Insights

Taking Your Fund Private: Is it Time to Transition your Fund to a Private Family Office?

By Thomas J. Riggs, JD, CPA, MAS, Alan S. Kufeld, CPA and Eric Gelb, CPA

An increasing number of investment fund managers are deciding to return outside investor capital and turn their focus to their family wealth … as well as their personal lives. As one might expect, the roadmap to a successful transition must address a number of issues, including regulatory, accounting, legal and tax. But once completed, feedback from our clients is overwhelmingly positive.

The decision by a fund manager to “go private” can be driven by a number of factors. Based upon conversations with our clients that have made the decision, it seems that their motivation stems primarily from one of two sources: fund related or personal considerations.

From a fund perspective … managers are feeling the strain from factors such as an increasingly complicated regulatory environment, fee compression, stretched markets and succession considerations just to name a few. From a personal perspective, factors can include the advancing age or health issues of the principal, an overall desire to step back and have more free time, or even as one of our clients recently put it: ” You know, it’s just not fun anymore.” But regardless of the reason(s), at some point all of our manager clients seem to face the issue of when to move on to the next chapter of their lives.

A successful investment manager must juggle multiple and concurrent systems. Such systems include, but are not limited to, fund administration, accounting, investor reporting, investor allocations, annual tax filings, regulatory compliance, management company/general partner issues, etc. Certain of these functions will cease once the platform no longer manages outside capital. For example, in the context of a single family office, the manager should be able to shed public regulatory and compliance burdens.

However, even though transitioning to a private investment structure or family office platform should eliminate a significant amount of public fund related effort, new family related considerations will present themselves. Proper structuring of the family wealth and/or governance architecture must be planned and successfully implemented. And transitioning to a private platform is an excellent time for a high net worth and multi-generational family to reassess its overall needs and then to determine how best to provide for those needs.

Considerations in Transitioning to a Private Platform

Legal and tax structure. There are a number of different approaches to designing a family office and as one might imagine, the architecture chosen will be heavily fact dependent. There is no “one size fits all.” Regardless of the particular facts, however, all family office structures should offer tax efficiencies, avoid complexity, be scalable as well as flexible and run successfully through generations.

New tax-efficient approaches to family office design. The difference between a tax-efficient family office and one that is not is all about structuring and new approaches to family office architecture are constantly evolving. For example, in the right set of facts a portion of non-deductible investment expenses may be utilized as offsets against investment income. On the philanthropic front, charitable LLC structures can sometimes provide a slate of control, privacy and tax benefits over those afforded by more traditional 501(c)(3) giving vehicles.

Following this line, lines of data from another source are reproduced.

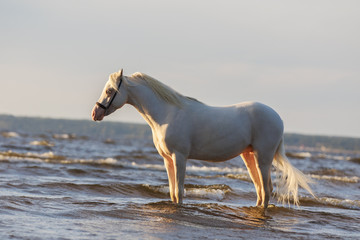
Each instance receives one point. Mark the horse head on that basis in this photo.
(112, 97)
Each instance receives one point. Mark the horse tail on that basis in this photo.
(288, 182)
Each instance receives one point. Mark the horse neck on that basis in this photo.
(153, 109)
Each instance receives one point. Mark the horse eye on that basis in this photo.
(108, 91)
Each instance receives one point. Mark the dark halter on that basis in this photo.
(113, 97)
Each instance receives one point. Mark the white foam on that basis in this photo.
(10, 134)
(352, 179)
(215, 169)
(42, 143)
(214, 194)
(90, 161)
(208, 193)
(340, 202)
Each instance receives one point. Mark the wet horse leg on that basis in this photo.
(169, 165)
(179, 162)
(251, 163)
(264, 163)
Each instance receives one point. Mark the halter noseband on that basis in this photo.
(112, 98)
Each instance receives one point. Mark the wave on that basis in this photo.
(42, 143)
(10, 134)
(331, 202)
(215, 169)
(309, 155)
(213, 192)
(48, 156)
(352, 179)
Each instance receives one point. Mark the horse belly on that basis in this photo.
(219, 149)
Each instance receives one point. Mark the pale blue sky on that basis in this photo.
(300, 57)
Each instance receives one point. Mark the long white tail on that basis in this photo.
(289, 179)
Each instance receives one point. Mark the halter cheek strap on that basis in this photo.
(113, 97)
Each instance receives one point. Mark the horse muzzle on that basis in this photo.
(98, 113)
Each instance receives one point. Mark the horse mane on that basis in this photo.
(164, 92)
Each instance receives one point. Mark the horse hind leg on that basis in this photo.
(250, 160)
(264, 163)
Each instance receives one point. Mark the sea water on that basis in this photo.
(63, 186)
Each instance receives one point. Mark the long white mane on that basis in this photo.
(164, 92)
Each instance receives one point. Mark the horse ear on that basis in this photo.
(120, 73)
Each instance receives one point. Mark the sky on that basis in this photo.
(302, 58)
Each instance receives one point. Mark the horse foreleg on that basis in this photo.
(179, 162)
(251, 163)
(169, 165)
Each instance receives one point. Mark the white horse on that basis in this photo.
(184, 128)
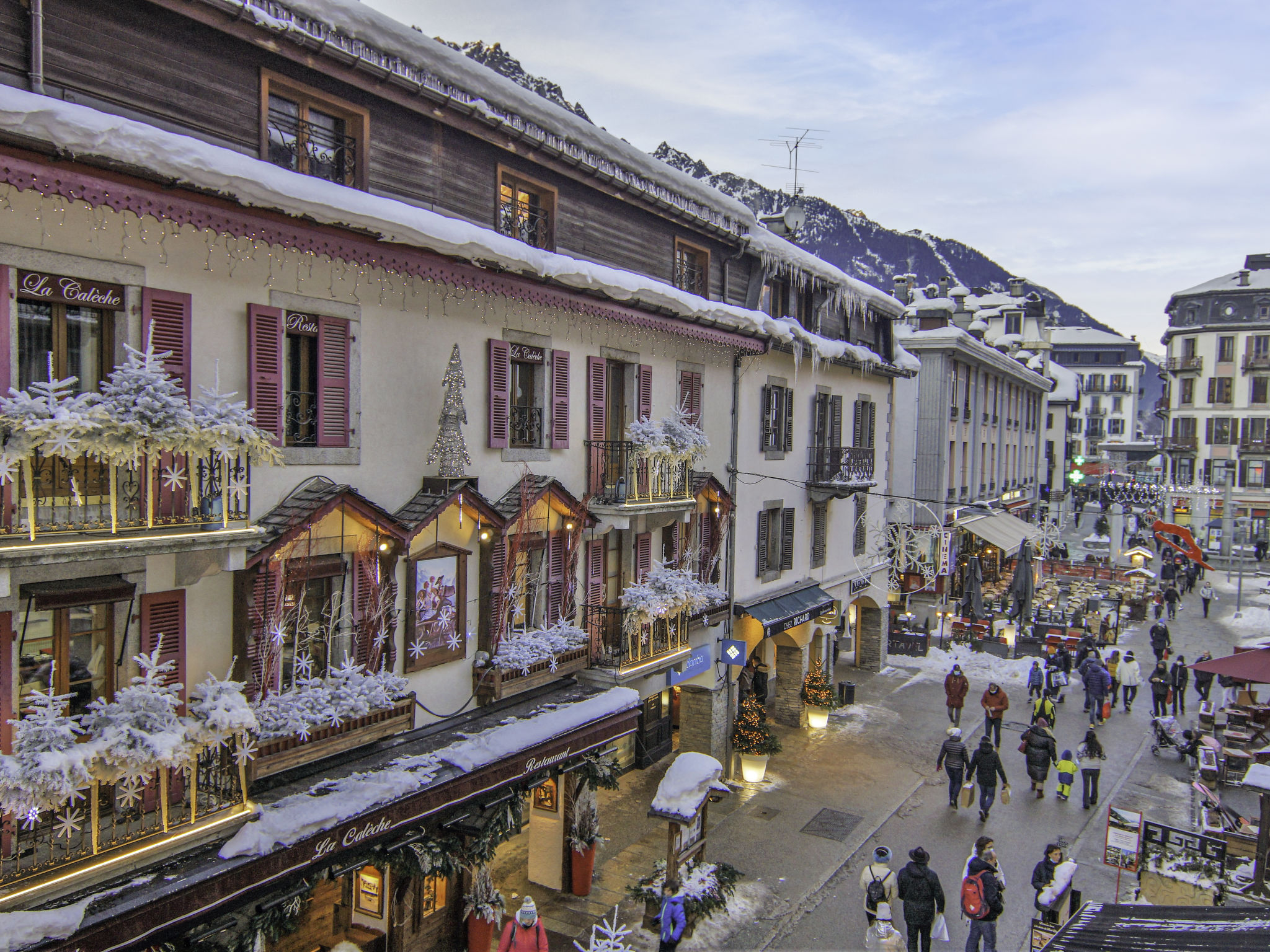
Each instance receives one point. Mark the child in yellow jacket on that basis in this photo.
(1067, 771)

Do currently proposed tax reform initiatives alter the equation? Absolutely. The Biden administration’s Build Back Better package of social spending initiatives contains a myriad of proposed changes to the tax code. Although the situation remains fluid, changes affecting the taxation of trusts, corporations and partnerships, on both the income as well as the estate and gift side, are being discussed. Family offices must be knowledgeable and proactive in the current environment.

Choose how to return public capital. Managers can choose to liquidate their legacy fund and place family investment capital into a new structure, or redeem public capital but retain the legacy structure. The decision will depend on a number of factors, including the tax rules governing liquidations versus redemptions, the historic tax basis of fund assets, the need or desire for in-kind versus cash distributions (i.e., the liquidity of the underlying portfolio), the legacy mix of taxable versus tax-exempt investors, etc.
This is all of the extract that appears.